I like naming my pets after Gods or Historical figures. 

Napoleon
Leonardo
Cesar
Aristotle
Franklin
Zues
Hermes
Apollo

Or odd human names:
Oscar
Oliver
(cant think of any more LoL)


----------



## sarahisgett (Aug 18, 2008)

I think I am going to do Scooby (thanks Kathleen for the suggestion) and Remy, Oliver (thanks Chevalrose), or Deja Vu. Which one out of those three do you like best?


----------



## ScootersPet (Sep 4, 2007)

I like Scooby and Remy


----------



## Kathleen (Jul 1, 2008)

You're welcome.  I like Scooby and Oliver.


----------



## chevalrose (Aug 13, 2008)

I like Oliver and Scooby.


----------



## sarahisgett (Aug 18, 2008)

I got two rats from my local pet store that were going to be feeder rats.

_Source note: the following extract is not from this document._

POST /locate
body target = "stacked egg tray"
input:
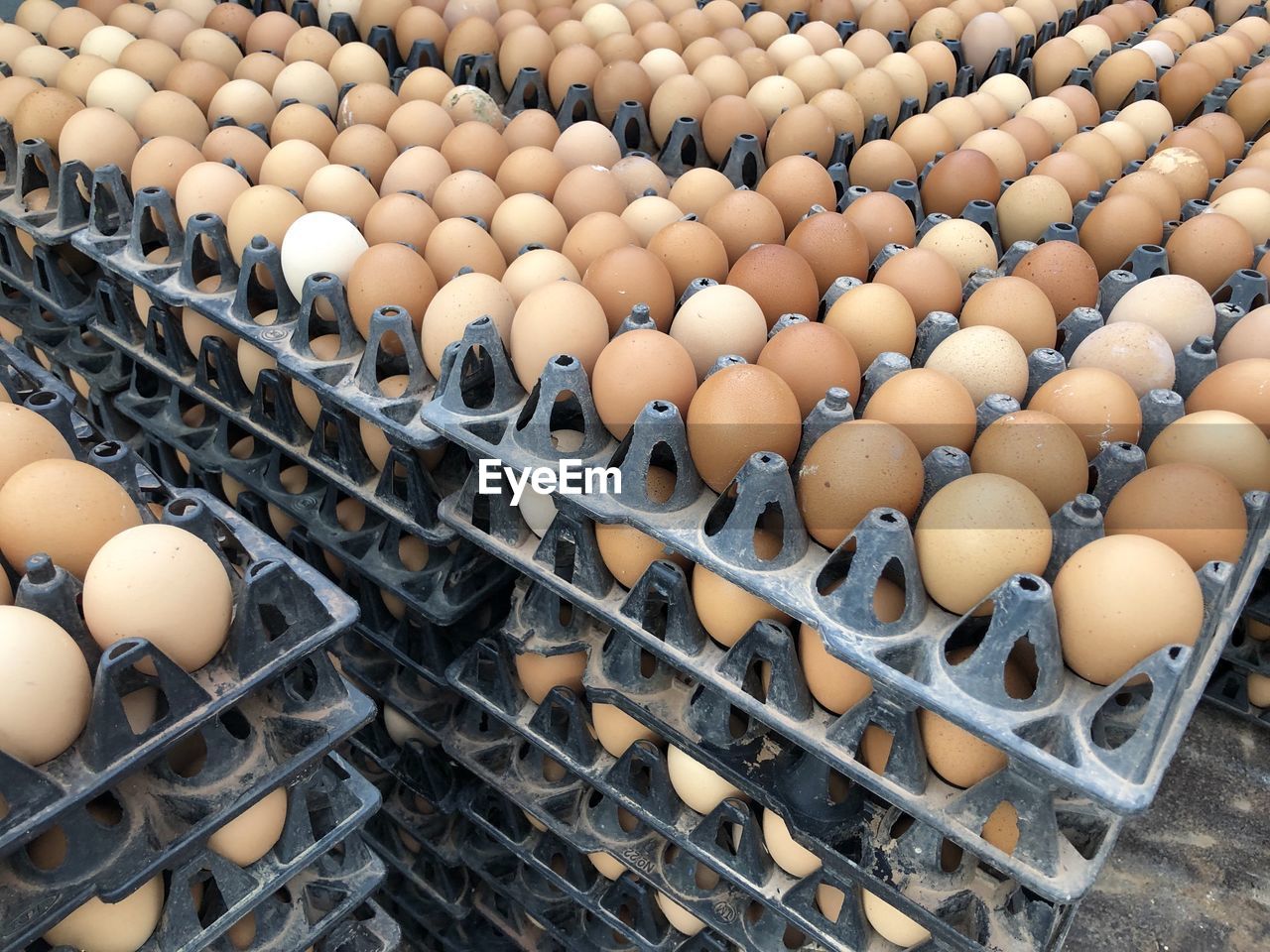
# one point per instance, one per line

They were SO cute and I just HAD to get them!!! I named them Oliver "Ollie" and Scooby. They settled in REALLY well and I played with them for 2 hours tonight. Half of the time they just layed right up against me and sleeped. I love males!!! 

AT the pet store I got them from They housed the males and females together! I am glad I didn't get two females or I would have 2 sets of like 12 babies in a few weeks! I am going to get pics up asap!


----------



## 2boysloose (Jun 27, 2008)

Yeah, I love my guys to. It's hilarious to have them and the girls out now(of course not at the same time), but because I usually have the girls out first and them bieng tiny, I have to get used to holding my GIANT men. lol.


----------